Das ganze Werk in 7 Tagen, wtf ich bin unwürdig! Und wenn das mit dem "live" wieder los geht, schätze ab Mitte 2021, werde ich mit Sicherheit die mir antun, steht ganz oben in meiner Liste.
....what a trip...!
https://www.youtube.com/watch?v=liVnl2gIdhs
emma ruth rundle & thou- ancestral recall
muss ich mir AvH ungefähr so vorstellen?
Nein. Das klingt eher wie Chelsea Wolfe.
Das neue Album musst Du Dir eher so vorstellen:
https://www.youtube.com/watch?v=F4POF9AQKQ…
"muss ich mir AvH ungefähr so vorstellen?"
wie wäre es wenn du es dir einfach anhörst?
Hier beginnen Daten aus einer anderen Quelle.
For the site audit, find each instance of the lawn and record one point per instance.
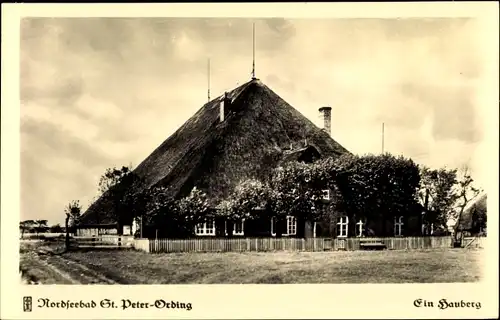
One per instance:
(418, 266)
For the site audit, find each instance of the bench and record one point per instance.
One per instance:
(372, 246)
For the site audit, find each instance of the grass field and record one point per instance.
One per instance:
(134, 267)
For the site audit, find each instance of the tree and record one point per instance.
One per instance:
(479, 216)
(437, 195)
(465, 194)
(192, 210)
(72, 212)
(26, 226)
(160, 211)
(247, 197)
(297, 189)
(41, 226)
(375, 186)
(56, 228)
(124, 189)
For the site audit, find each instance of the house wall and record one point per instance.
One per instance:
(86, 232)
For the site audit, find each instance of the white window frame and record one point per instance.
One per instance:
(202, 230)
(242, 233)
(360, 228)
(273, 232)
(398, 226)
(326, 194)
(291, 226)
(288, 233)
(342, 226)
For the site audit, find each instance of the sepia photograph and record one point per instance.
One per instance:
(206, 164)
(189, 150)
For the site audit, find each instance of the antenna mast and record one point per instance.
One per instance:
(208, 79)
(383, 125)
(253, 52)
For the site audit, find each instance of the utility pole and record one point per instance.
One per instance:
(208, 79)
(383, 128)
(253, 53)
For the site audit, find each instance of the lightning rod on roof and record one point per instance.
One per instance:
(253, 52)
(383, 136)
(208, 79)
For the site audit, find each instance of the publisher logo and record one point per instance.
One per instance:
(27, 304)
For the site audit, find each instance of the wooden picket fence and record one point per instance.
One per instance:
(396, 243)
(231, 245)
(104, 241)
(292, 244)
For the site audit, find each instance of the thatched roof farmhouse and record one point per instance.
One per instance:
(241, 134)
(475, 211)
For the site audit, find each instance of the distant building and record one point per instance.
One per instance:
(242, 134)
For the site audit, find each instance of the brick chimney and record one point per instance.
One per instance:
(224, 106)
(326, 115)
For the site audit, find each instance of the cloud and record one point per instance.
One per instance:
(102, 92)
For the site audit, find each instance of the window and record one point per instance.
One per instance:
(326, 194)
(342, 223)
(273, 227)
(291, 226)
(238, 228)
(205, 228)
(398, 226)
(360, 228)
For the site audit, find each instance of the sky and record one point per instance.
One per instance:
(103, 92)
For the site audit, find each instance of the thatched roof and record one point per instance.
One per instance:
(258, 130)
(478, 205)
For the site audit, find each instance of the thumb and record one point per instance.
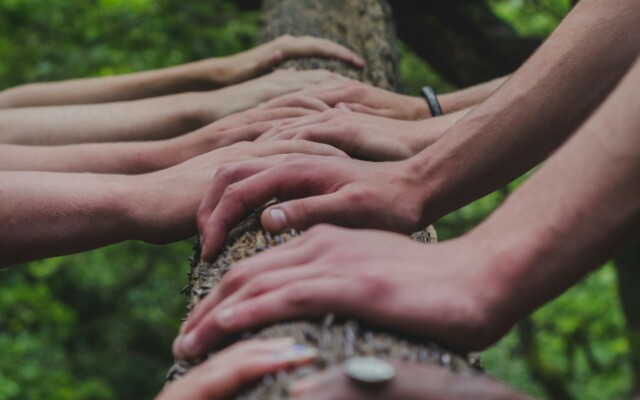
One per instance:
(302, 214)
(359, 108)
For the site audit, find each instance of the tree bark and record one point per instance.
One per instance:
(366, 27)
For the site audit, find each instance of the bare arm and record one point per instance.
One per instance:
(196, 76)
(147, 119)
(363, 98)
(469, 97)
(142, 157)
(536, 110)
(570, 216)
(468, 292)
(45, 214)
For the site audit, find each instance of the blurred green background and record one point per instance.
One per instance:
(99, 325)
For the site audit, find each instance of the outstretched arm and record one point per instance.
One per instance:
(536, 110)
(142, 157)
(196, 76)
(562, 223)
(45, 214)
(147, 119)
(363, 98)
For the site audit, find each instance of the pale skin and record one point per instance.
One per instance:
(467, 292)
(412, 382)
(143, 157)
(201, 75)
(243, 363)
(365, 136)
(230, 370)
(360, 97)
(71, 212)
(148, 119)
(528, 117)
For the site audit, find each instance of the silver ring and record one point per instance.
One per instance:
(370, 370)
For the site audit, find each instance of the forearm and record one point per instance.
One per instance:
(49, 214)
(574, 212)
(105, 158)
(469, 97)
(147, 119)
(196, 76)
(535, 110)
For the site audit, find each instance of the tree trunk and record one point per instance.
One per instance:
(366, 27)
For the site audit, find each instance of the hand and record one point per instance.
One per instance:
(243, 126)
(261, 59)
(359, 135)
(163, 204)
(333, 190)
(412, 382)
(219, 103)
(236, 366)
(445, 292)
(363, 98)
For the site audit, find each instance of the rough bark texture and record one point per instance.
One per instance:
(366, 27)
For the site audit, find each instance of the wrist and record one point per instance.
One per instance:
(418, 108)
(520, 277)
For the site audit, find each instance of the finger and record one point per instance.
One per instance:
(236, 195)
(278, 113)
(331, 94)
(297, 100)
(276, 147)
(332, 380)
(306, 298)
(238, 365)
(333, 208)
(285, 255)
(211, 328)
(363, 109)
(307, 46)
(225, 176)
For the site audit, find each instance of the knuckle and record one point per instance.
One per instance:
(299, 296)
(235, 278)
(372, 285)
(225, 173)
(357, 197)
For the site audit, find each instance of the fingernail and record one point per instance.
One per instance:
(286, 341)
(187, 345)
(297, 353)
(303, 386)
(278, 218)
(226, 317)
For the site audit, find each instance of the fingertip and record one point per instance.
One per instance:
(358, 62)
(277, 57)
(274, 219)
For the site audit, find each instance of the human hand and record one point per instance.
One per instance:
(240, 364)
(363, 136)
(163, 204)
(243, 126)
(411, 382)
(344, 192)
(219, 103)
(446, 292)
(261, 59)
(360, 97)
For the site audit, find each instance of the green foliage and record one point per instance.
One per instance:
(99, 325)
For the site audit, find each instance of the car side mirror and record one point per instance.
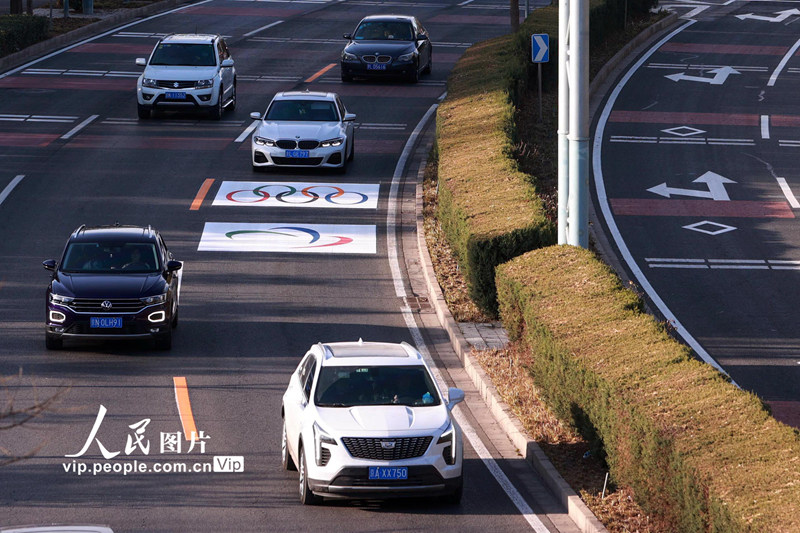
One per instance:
(455, 396)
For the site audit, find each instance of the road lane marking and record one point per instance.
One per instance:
(10, 187)
(787, 192)
(184, 408)
(782, 64)
(320, 72)
(201, 194)
(262, 28)
(79, 127)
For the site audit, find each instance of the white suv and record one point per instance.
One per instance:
(366, 420)
(187, 71)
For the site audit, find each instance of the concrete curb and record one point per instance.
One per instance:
(90, 30)
(578, 512)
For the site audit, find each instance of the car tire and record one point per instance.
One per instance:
(286, 458)
(143, 111)
(164, 341)
(53, 342)
(306, 496)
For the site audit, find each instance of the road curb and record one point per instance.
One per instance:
(578, 512)
(90, 30)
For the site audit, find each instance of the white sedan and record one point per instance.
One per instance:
(366, 420)
(303, 129)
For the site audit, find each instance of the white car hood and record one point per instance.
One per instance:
(383, 418)
(305, 130)
(179, 73)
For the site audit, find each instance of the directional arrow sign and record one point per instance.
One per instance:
(714, 182)
(782, 15)
(540, 48)
(720, 75)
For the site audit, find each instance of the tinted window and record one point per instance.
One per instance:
(376, 385)
(384, 30)
(192, 55)
(302, 110)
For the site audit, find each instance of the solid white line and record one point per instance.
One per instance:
(609, 217)
(262, 28)
(79, 127)
(789, 55)
(247, 131)
(10, 187)
(787, 192)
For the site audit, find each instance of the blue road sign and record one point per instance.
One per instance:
(540, 48)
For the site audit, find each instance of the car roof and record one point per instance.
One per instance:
(114, 233)
(193, 38)
(369, 353)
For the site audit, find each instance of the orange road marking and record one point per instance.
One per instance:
(320, 73)
(201, 194)
(184, 407)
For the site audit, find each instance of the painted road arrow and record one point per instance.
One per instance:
(716, 188)
(782, 15)
(720, 75)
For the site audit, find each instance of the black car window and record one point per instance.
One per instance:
(183, 54)
(384, 30)
(302, 110)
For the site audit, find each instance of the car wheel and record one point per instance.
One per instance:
(53, 342)
(164, 341)
(143, 111)
(286, 457)
(306, 496)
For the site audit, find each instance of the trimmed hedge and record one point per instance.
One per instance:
(700, 454)
(20, 31)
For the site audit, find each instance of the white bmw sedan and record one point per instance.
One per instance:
(366, 420)
(303, 129)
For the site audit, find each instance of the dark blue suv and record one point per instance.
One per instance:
(113, 282)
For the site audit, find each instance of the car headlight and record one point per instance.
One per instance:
(60, 300)
(263, 141)
(157, 299)
(448, 438)
(321, 456)
(332, 142)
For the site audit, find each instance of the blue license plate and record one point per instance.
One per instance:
(386, 472)
(105, 321)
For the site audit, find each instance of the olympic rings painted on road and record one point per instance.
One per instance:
(287, 195)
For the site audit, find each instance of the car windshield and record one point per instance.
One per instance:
(384, 30)
(348, 386)
(183, 54)
(122, 258)
(302, 110)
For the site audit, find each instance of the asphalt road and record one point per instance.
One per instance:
(695, 171)
(72, 152)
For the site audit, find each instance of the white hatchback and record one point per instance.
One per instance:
(303, 129)
(366, 420)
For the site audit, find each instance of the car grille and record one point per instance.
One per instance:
(298, 162)
(404, 448)
(175, 84)
(377, 59)
(95, 305)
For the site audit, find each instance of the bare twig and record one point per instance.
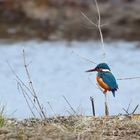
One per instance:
(93, 107)
(106, 106)
(125, 111)
(31, 85)
(88, 19)
(129, 78)
(129, 105)
(83, 57)
(135, 109)
(69, 104)
(20, 89)
(51, 108)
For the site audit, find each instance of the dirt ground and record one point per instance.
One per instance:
(73, 128)
(29, 21)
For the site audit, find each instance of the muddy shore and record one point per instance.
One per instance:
(49, 22)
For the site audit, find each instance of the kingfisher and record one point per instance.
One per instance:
(105, 78)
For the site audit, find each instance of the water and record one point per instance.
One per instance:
(56, 71)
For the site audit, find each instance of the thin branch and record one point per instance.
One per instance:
(93, 106)
(22, 91)
(27, 97)
(129, 105)
(90, 21)
(31, 85)
(69, 104)
(83, 57)
(129, 78)
(99, 28)
(125, 111)
(18, 78)
(51, 108)
(135, 109)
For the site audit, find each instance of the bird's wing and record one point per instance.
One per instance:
(110, 80)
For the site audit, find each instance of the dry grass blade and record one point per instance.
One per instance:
(69, 104)
(31, 85)
(20, 89)
(83, 57)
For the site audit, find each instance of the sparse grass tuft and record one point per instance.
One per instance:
(2, 117)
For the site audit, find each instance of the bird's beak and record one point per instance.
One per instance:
(91, 70)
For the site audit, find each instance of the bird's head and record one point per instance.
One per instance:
(103, 67)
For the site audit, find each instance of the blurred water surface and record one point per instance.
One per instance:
(56, 71)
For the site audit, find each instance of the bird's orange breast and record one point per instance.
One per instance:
(102, 84)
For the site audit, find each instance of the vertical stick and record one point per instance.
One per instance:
(93, 107)
(106, 106)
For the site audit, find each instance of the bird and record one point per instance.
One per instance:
(105, 78)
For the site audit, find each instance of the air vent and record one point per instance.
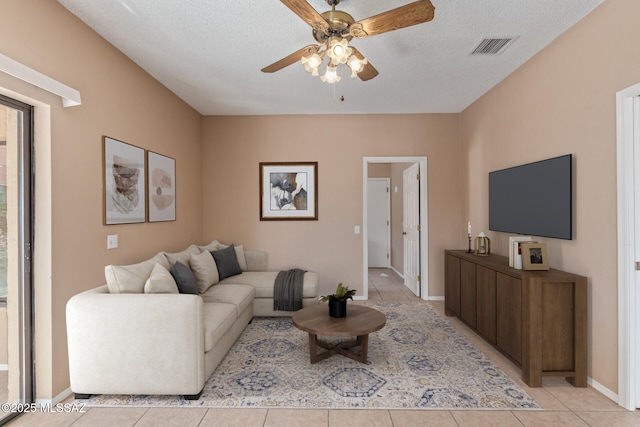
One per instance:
(492, 46)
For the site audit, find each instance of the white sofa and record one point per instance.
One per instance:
(123, 340)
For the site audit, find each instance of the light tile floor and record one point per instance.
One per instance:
(563, 404)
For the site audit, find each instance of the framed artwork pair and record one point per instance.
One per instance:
(138, 185)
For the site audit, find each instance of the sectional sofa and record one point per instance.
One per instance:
(148, 331)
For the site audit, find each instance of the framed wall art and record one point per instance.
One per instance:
(534, 256)
(124, 182)
(161, 182)
(289, 191)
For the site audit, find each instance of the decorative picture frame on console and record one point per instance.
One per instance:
(534, 256)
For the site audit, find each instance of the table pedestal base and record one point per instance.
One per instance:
(343, 349)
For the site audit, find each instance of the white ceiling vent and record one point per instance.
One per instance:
(493, 46)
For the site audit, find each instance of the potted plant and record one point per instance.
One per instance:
(338, 300)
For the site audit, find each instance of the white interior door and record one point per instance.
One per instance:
(378, 225)
(411, 227)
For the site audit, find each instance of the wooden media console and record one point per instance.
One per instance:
(537, 319)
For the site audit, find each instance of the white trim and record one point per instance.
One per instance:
(602, 389)
(57, 399)
(424, 226)
(397, 272)
(70, 96)
(628, 318)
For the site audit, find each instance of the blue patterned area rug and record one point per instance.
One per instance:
(417, 361)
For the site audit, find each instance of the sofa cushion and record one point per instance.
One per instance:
(263, 282)
(218, 319)
(182, 256)
(240, 296)
(131, 278)
(214, 245)
(184, 278)
(204, 269)
(227, 262)
(160, 282)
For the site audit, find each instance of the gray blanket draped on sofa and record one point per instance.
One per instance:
(287, 290)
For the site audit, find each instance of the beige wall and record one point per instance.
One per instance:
(234, 147)
(119, 100)
(563, 101)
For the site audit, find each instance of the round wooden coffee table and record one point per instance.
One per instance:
(359, 322)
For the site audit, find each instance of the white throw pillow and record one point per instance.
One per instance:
(182, 256)
(205, 270)
(213, 246)
(131, 278)
(160, 282)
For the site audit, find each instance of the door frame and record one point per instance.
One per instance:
(424, 228)
(388, 213)
(628, 294)
(22, 357)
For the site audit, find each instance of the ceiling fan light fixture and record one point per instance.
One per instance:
(356, 65)
(339, 50)
(331, 75)
(311, 63)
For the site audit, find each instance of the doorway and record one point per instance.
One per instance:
(396, 230)
(16, 359)
(379, 224)
(628, 166)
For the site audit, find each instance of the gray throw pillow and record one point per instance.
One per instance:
(184, 278)
(227, 262)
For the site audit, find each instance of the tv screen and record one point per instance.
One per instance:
(533, 199)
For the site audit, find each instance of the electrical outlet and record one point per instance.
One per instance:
(112, 241)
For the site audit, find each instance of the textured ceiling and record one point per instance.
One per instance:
(210, 52)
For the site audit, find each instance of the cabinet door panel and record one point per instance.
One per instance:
(468, 292)
(452, 286)
(509, 315)
(486, 303)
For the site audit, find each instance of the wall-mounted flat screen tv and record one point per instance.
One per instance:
(533, 199)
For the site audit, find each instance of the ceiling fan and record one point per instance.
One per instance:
(334, 29)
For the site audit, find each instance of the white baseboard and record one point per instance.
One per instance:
(397, 272)
(602, 389)
(57, 399)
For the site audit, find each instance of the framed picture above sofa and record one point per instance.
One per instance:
(288, 191)
(161, 187)
(124, 182)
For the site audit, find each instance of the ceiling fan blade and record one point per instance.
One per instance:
(288, 60)
(414, 13)
(369, 70)
(308, 14)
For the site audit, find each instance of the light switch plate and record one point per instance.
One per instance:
(112, 241)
Dieser Kommentar wurde entfernt.
ok. AvH und chelsea wolfe sind nicht ein und die selbe uschi. wieder was gelernt
@schwingi
näh. ich habe dieses crippled black phoenix gehört. wenn ich weiter über meinen schatten springe, werde ich noch tolerant und (welt)offen
das wäre gefährlich!
Gib Dir mal. Da ist nicht besonders viel Chelsea Wolfe drin.
https://www.youtube.com/watch?v=q2vCXAcppi…
Die größtenteils düsterpoppigen Tracks von "Ceremony" wären auch ein guter Einstieg.